Os britânicos são aficionados por um jardim. Em qualquer cantinho da tumultuada Londres ou das quadriculadas áreas rurais da Escócia, eles são capazes de produzir uma horta ou uma estufa com plantas tropicais num país onde a maior parte do ano o tempo é ruim, com chuvisco e neblina – o famoso fog. Na rede de livrarias Dillon’s, por exemplo, encontram-se todos os tipos de livros sobre jardinagem. A duquesa de Northumberland não foge à regra da paixão pelo verde. Só que com ela não é jardinzinho, não. O jardim de Jane Northumberland, 42 anos, em seu Castelo de Alnwick, na Inglaterra (quase fronteira com a Escócia) custará nada menos de 15 milhões de libras (cerca de US$ 25 milhões).

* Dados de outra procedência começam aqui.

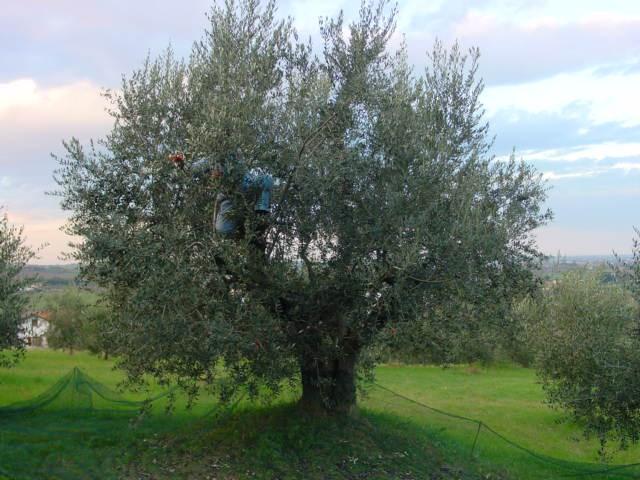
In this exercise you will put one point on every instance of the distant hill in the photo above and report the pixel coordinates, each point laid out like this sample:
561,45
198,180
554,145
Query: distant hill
52,276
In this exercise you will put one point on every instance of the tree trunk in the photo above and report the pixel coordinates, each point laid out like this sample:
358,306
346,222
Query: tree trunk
328,386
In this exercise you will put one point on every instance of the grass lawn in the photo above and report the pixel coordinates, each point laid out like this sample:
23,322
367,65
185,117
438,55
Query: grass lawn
390,438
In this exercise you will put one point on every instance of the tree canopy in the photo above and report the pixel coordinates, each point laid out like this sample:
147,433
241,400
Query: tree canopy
14,255
388,210
587,333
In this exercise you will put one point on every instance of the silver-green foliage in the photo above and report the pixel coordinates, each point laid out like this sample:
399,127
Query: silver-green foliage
14,255
588,353
390,211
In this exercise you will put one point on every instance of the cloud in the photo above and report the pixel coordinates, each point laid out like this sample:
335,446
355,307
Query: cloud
583,241
626,166
602,99
594,152
34,119
561,176
44,235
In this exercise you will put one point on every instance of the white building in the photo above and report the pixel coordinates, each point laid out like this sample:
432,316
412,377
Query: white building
34,329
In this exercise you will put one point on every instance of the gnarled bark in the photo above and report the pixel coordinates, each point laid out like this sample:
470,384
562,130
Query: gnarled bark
328,386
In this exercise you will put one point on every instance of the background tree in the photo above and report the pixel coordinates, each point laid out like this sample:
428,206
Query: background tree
588,354
14,255
389,210
67,311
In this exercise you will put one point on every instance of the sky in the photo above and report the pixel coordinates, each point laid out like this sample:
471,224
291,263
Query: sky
561,88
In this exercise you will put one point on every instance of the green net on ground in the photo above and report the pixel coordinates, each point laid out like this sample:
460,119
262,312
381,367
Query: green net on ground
75,392
77,429
477,440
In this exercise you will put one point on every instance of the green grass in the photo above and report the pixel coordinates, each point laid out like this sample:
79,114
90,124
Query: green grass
390,438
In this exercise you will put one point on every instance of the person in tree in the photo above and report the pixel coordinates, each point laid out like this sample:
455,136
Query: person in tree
228,222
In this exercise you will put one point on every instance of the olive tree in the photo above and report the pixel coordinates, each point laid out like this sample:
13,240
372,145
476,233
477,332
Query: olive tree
588,354
388,210
14,255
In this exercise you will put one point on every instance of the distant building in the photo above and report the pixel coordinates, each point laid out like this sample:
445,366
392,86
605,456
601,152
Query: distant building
34,329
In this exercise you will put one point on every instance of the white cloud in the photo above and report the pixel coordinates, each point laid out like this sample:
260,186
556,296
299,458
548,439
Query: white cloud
596,152
25,104
561,176
609,98
626,166
35,119
43,234
583,241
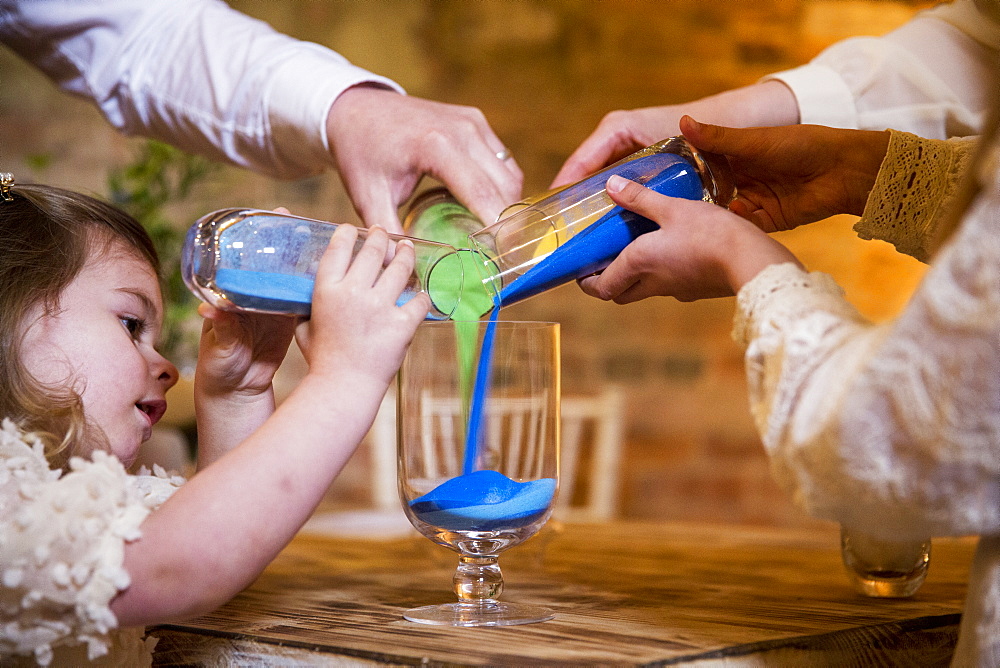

Tão mirabolante o empreendimento que já está sendo comparado aos jardins de Versalhes, idéia de que a realeza inglesa faz questão de rapidamente afastar. “Não é um jardim classista como os dos franceses”, explicou a duquesa a ISTOÉ. A comparação com Versalhes fará sentido se acontecer o sonho da família Northumberland de transformar esse parque na maior atração turística da Europa do século XXI.

Tudo começou quando descobriram nos fundos do castelo remanescências de um jardim clássico italiano dos anos 1750-1850, com peças de mármore e ruínas do que deve ter sido um teatro. Isso foi há quatro anos, quando a família Northumberland mudou-se para o castelo de Alnwick. A duquesa, então, foi convidada a reavivar os jardins, mas não mais nos moldes clássicos restaurando o que lá havia. Ela desejava realizar um sonho antigo, um parque inglês que fosse aberto ao público. Jane já tinha vivido essa experiência na infância, quando sua mãe resolveu abrir os jardins de sua casa rural à população. “Cresci numa casa assim e portanto para mim criar um parque é uma idéia natural. É muito mais sociável abrir os jardins para as pessoas da comunidade e será muito bom ver as crianças brincando por aqui”, disse. Aliás, foram os ingleses que inventaram o parque e espalharam árvores pelas praças públicas (leia quadro à pág. 114).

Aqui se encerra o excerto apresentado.